Tivemos a oportunidade de entrevistar um membro do Conselho Diretor do conhecido CVV, instituição que disponibiliza plantões telefônicos para ouvir os dramas humanos e de alguma forma ajudar criaturas em situações difíceis. Antonio Carlos Braga dos Santos é espírita há 30 anos, nasceu e reside na capital paulista, é economista, vincula-se à Aliança Espírita Evangélica e sensibilizado por capítulo específico do livro Memórias de um Suicida (edição FEB, de Yvonne Pereira) e especialmente pelo grande flagelo social do suicídio, respondeu-nos entre outras, perguntas sobre o enfrentamento natural que precisamos conquistar para tratar do doloroso tema e também sobre a questão das mortes repentinas, acidentais ou de outras causas que sempre surpreendem a vida humana. Acompanhe as duas respostas selecionadas:
(...)
3 - Na experiência de prevenção com pessoas no caminho do suicídio, o que gostaria de relatar?

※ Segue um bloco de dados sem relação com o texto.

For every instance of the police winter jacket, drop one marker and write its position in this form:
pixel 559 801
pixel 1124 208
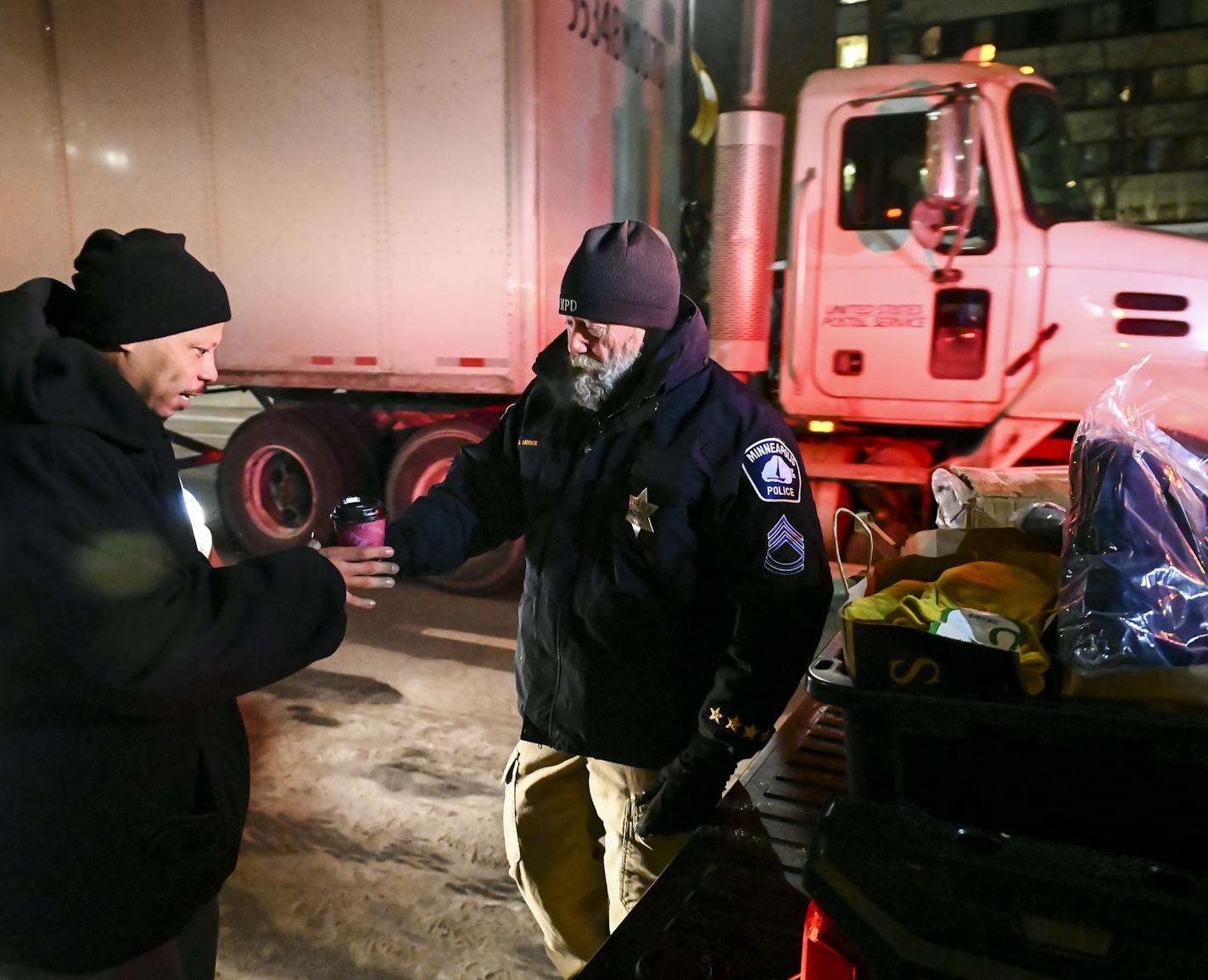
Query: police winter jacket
pixel 123 760
pixel 675 583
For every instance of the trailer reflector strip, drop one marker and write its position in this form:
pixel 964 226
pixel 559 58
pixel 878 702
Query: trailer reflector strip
pixel 472 361
pixel 327 361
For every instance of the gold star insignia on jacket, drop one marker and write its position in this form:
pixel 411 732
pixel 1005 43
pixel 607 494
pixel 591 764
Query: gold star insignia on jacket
pixel 640 512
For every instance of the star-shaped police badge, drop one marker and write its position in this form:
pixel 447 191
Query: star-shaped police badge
pixel 640 510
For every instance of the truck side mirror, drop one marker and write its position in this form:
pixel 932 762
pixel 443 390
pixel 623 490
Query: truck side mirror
pixel 954 153
pixel 951 185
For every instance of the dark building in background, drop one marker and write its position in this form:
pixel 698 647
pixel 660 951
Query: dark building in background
pixel 1132 74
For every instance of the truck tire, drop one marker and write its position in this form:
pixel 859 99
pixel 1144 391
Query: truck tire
pixel 421 463
pixel 284 470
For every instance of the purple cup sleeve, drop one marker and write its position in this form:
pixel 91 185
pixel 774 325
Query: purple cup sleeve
pixel 365 535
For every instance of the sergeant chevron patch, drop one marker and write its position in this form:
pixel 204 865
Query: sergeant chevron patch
pixel 786 549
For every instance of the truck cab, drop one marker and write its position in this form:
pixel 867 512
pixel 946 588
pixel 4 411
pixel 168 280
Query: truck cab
pixel 905 344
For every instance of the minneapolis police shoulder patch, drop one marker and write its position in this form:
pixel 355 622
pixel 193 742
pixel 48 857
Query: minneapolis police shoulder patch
pixel 774 472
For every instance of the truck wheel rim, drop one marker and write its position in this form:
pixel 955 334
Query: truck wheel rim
pixel 278 492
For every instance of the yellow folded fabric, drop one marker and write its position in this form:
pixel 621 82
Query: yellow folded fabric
pixel 1002 604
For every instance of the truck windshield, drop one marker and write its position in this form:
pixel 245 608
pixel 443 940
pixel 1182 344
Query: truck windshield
pixel 1051 188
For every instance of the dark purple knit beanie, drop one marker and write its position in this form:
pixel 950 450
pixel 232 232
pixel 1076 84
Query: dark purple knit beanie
pixel 623 273
pixel 142 285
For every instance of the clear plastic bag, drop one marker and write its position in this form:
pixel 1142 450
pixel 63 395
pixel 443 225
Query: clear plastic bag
pixel 1133 583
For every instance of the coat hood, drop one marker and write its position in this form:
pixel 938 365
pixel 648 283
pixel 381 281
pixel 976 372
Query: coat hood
pixel 46 378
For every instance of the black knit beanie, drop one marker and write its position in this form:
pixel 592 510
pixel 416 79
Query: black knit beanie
pixel 142 285
pixel 623 273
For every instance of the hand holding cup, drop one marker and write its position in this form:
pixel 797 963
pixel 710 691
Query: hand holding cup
pixel 359 552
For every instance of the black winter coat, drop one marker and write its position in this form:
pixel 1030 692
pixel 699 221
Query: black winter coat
pixel 123 760
pixel 675 583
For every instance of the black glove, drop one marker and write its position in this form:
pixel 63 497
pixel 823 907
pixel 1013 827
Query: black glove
pixel 686 789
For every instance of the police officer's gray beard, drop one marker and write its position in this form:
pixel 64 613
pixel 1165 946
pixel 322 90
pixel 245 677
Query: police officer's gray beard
pixel 595 381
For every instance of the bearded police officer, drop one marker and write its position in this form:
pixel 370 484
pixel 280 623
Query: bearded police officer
pixel 675 583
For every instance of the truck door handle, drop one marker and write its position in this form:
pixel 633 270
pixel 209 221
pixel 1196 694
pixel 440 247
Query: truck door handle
pixel 792 278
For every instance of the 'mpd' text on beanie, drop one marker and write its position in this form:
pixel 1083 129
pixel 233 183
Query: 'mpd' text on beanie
pixel 623 273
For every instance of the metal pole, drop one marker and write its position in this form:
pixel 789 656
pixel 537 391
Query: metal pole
pixel 757 34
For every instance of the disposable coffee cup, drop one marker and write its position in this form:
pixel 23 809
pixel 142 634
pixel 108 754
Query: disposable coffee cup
pixel 361 522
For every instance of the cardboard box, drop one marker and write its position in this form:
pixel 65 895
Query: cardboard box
pixel 971 497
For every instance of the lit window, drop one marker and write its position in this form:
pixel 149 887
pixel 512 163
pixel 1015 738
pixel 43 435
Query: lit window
pixel 852 51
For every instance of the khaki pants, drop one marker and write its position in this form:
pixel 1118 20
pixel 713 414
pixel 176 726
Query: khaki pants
pixel 573 848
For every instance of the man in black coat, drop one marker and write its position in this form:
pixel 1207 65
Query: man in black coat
pixel 123 761
pixel 675 583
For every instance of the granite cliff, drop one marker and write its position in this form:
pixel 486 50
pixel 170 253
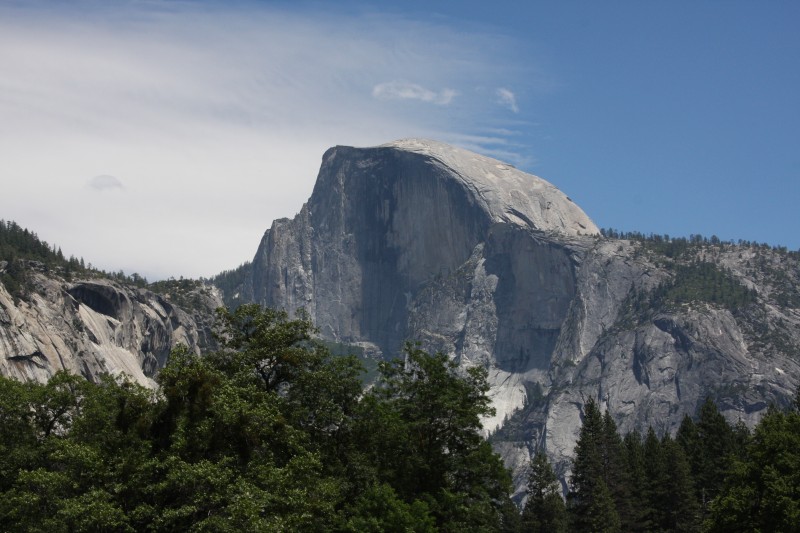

Primeiro o tema suicídio precisa sair das sobras, precisa da luz do esclarecimento, retirarmos o medo e o tabu. Precisamos falar abertamente sobre o assunto. O CVV é a referência no Brasil, seu trabalho precisa ser divulgado, seu conhecimento de mais de 50 anos de experiência precisa ser difundido. A prevenção começa com o esclarecimento. Há 20 anos não falávamos “Câncer” mas "aquela doença”. Uma intensa campanha de prevenção ao câncer de mama tomou conta do Brasil e do Mundo. Foi esclarecido que câncer de mama pode ser identificado e tratado.
O mesmo precisa ser feito com o suicídio. Não é uma doença, mas 90% das pessoas que cometem suicídio estão vivendo um transtorno mental sendo a depressão o de maior prevalência. Por isso que a OMS fala que a suicídio é um questão de saúde pública e pode ser prevenido.

4 - E no atendimento aos espíritos que exterminaram a própria vida, o que mais lhe chama atenção?
O sofrimento emocional que viviam antes do ato se soma agora ao tormento por não entender o estado em que se encontram, tiraram a própria vida, mas continuam vivos. Estão atordoados, anestesiados, impossibilitados de até perceber a ajuda dos irmãos espirituais em seu favor. Nos chamou a atenção que não são somente os espíritos de suicidas a serem socorridos, mas todos aqueles vítimas de mortes violentas. Acidentes, catástrofes, homicídios, guerras e conflitos. São milhões de almas em desespero, dor e sofrimento.

Nosso entrevistado organizou a cartilha SUICIDIO – UMA EPIDEMIA SILENCIOSA, que está disponível gratuitamente para download no site www.idelivraria.com.br . Objetivo é sensibilizar grupos a se unirem para vibrar em favor dessas pessoas vitimadas fatalmente por essas situações para atenuar-lhes o desalento, a perturbação.
É uma tarefa que todos podemos fazer, em auxílio de assistência a esses irmãos em dificuldade. Todos podemos ajudar.